Actualmente se entiende por trastorno alimentario aquellas alteraciones en las que la


conducta alimentaria está alterada como consecuencia de los intentos que hacen las
pacientes por controlar su peso y su cuerpo. Cada vez es más frecuente encontrarse
con anorexia y bulimia nerviosa en la adolescencia tardía, con lo que el DSM-IV los ha
eliminado de la categoría de inicio en la infancia.

Anorexia nerviosa

Anorexia quiere decir falta de apetito, y es un término habitual para designar un síntoma
que aparece en otros trastornos y enfermedades como la depresión o la gripe. En la
anorexia nerviosa la persona no come, pero no deja de pensar qué debe ingerir para no
estar gorda y es ahí donde radica su patología: el deseo irrefrenable de seguir
adelgazando, incluso aunque ya haya perdido gran porcentaje de peso.

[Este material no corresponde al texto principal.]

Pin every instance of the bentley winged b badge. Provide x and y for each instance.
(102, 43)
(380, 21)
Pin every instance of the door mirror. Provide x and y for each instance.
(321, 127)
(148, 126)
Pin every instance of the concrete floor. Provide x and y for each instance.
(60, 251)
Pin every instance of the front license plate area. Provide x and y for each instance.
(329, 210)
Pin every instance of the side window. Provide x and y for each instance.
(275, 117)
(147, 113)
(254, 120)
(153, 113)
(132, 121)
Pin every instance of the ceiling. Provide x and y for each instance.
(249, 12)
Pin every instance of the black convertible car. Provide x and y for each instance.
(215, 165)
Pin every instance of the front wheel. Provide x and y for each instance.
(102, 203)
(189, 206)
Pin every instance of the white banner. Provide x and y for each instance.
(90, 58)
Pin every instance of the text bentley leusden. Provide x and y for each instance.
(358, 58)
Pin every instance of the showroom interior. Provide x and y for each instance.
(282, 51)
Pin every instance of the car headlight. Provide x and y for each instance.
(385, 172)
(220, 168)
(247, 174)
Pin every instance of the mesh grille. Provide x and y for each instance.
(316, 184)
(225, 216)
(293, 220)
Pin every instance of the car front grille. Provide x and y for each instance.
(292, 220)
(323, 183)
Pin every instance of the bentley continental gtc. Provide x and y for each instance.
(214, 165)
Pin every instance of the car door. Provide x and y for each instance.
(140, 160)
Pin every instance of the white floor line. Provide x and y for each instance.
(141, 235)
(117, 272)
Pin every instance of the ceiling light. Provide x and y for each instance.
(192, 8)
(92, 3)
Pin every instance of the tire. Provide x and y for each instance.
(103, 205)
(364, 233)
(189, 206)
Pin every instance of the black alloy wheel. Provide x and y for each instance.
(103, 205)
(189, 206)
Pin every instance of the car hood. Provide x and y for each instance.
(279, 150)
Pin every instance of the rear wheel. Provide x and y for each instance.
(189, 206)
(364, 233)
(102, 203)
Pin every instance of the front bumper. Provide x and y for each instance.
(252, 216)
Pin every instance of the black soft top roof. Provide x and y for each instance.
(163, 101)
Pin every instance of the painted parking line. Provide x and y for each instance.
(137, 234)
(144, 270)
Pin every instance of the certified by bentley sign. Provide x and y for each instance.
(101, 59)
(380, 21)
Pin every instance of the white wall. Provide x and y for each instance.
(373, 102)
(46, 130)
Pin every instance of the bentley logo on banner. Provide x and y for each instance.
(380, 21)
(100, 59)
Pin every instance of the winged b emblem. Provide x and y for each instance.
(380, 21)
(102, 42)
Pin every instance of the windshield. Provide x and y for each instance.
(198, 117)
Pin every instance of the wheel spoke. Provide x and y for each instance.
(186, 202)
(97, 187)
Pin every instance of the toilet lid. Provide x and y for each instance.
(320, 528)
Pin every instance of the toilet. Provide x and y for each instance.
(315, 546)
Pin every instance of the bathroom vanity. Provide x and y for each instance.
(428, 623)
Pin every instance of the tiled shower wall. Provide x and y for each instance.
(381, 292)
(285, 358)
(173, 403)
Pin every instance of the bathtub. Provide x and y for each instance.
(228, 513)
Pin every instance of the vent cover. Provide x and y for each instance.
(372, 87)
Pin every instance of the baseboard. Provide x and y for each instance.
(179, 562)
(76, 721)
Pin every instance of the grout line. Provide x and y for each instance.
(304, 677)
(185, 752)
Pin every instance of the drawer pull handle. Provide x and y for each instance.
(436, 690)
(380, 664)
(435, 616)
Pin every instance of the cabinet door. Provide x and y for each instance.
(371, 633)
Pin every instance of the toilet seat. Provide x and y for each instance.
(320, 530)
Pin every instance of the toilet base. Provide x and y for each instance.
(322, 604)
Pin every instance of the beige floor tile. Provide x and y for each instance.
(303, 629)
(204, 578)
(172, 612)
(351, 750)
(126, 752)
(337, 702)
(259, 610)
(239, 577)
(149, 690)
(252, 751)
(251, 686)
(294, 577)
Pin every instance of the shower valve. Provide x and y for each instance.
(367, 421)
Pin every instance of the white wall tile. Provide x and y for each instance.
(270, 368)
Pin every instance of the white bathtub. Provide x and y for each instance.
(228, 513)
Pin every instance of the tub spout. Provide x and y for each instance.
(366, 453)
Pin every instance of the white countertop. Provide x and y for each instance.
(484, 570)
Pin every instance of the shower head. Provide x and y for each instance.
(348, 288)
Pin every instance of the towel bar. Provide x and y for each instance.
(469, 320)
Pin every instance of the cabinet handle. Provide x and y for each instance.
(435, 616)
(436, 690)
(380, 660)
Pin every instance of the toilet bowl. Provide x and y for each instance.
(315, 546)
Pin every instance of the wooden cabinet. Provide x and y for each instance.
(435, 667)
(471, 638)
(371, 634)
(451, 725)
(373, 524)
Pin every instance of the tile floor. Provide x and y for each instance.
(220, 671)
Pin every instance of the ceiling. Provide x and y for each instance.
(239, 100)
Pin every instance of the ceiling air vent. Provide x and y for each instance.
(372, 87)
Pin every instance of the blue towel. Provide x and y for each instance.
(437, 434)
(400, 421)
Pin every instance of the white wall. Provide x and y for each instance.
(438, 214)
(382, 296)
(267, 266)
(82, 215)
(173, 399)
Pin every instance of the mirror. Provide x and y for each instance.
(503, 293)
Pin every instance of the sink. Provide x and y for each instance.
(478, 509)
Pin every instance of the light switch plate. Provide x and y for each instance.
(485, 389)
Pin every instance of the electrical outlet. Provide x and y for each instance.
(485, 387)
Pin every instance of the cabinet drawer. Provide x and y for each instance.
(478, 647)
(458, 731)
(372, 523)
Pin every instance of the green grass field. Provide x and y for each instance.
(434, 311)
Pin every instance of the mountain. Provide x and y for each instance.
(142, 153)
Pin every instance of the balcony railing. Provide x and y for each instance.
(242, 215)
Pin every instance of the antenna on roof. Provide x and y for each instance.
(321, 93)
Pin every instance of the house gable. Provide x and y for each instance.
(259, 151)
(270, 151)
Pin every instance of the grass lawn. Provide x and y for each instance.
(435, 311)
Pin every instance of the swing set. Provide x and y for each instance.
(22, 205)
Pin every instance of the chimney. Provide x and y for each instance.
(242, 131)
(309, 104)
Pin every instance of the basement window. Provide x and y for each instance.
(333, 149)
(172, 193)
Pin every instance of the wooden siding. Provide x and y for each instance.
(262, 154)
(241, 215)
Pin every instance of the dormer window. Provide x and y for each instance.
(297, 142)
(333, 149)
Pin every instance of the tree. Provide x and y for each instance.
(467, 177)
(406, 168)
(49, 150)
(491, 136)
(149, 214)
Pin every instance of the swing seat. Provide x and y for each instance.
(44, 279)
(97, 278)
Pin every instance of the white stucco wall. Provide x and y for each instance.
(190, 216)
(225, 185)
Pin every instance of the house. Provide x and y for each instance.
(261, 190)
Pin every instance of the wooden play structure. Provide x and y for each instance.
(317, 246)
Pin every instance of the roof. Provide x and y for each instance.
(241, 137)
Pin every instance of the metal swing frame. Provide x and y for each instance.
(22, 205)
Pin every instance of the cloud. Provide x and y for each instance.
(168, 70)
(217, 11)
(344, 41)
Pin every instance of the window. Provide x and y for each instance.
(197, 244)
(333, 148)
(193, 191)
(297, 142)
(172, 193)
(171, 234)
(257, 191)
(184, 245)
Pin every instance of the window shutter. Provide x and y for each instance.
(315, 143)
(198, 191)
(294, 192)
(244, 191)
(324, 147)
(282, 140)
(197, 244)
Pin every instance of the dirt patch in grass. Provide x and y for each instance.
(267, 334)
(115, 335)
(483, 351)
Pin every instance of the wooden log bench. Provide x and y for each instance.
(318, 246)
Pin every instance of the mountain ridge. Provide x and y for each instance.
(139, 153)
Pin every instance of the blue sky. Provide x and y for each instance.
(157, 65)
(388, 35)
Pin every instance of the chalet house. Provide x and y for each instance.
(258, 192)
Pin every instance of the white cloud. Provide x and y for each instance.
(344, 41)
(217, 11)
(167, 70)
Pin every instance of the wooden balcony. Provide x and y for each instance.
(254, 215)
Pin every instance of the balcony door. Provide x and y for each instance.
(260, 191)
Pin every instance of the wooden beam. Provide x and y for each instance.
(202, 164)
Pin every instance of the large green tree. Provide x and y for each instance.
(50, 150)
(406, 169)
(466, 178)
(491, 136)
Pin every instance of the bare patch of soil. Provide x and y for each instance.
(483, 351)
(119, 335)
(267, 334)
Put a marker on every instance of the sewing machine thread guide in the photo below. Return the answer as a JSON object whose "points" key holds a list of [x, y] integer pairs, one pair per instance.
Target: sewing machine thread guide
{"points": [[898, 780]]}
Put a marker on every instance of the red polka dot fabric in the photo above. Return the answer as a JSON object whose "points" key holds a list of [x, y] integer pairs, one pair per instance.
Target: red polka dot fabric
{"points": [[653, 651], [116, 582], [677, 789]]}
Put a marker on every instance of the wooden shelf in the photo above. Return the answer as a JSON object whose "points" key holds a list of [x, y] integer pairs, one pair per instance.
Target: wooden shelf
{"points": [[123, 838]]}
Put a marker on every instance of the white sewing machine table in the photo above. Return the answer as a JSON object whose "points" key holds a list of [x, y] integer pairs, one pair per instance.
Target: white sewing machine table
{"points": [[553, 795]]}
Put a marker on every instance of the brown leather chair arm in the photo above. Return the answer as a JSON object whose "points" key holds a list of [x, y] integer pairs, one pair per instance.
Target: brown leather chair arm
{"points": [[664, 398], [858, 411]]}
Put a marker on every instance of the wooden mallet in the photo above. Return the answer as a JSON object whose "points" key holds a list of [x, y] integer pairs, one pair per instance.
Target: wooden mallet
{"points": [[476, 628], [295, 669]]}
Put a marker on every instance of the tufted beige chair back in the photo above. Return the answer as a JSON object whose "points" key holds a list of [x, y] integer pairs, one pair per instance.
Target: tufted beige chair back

Las 3 características esenciales de la anorexia nerviosa (AN) según Bruch son: 1) la


distorsión en la percepción de la imagen corporal sin que reconozca el progreso de su
delgadez, 2) la percepción distorsionada de los estímulos propioceptivos y 3) un
sentimiento general de ineficacia personal.

Epidemiología

Afecta fundamentalmente a mujeres (el 95%) de entre 10 y 30 años (inicio entre los 13
y 18). La prevalencia en la población general es menor del 1%. Hay unas poblaciones
más sensibles que otras: países desarrollados con un nivel económico alto, aunque se
ha observado un desplazamiento hacia las clases más bajas. Está extendida entre
ciertas profesiones como modelo o gimnasta.

Características clínicas

La característica clínica esencial es el rechazo a mantener el peso por encima del valor
mínimo normal para su edad y talla, es un deseo de perder peso y terror ante la gordura
que se convierte en el centro de todas sus preocupaciones y que perturba gravemente
el resto de facetas de su vida. Es habitual que esta alteración se inicie con alguna crítica
sobre su peso, con lo que empiezan a restringir la ingesta, tanto en la cantidad como en
la calidad de alimento. Lograda la pérdida de peso, siguen reduciendo las colorías que
ingieren por día (de 600 a 800). Aparecen rituales alimentarios peculiares, como arreglar
minuciosamente la comida en los platos o esconder los alimentos, y aunque tengan
hambre mitigan los efectos bebiendo mucha agua, tomando laxantes o induciéndose el
vómito después de comer y manteniendo una exagerada actividad física.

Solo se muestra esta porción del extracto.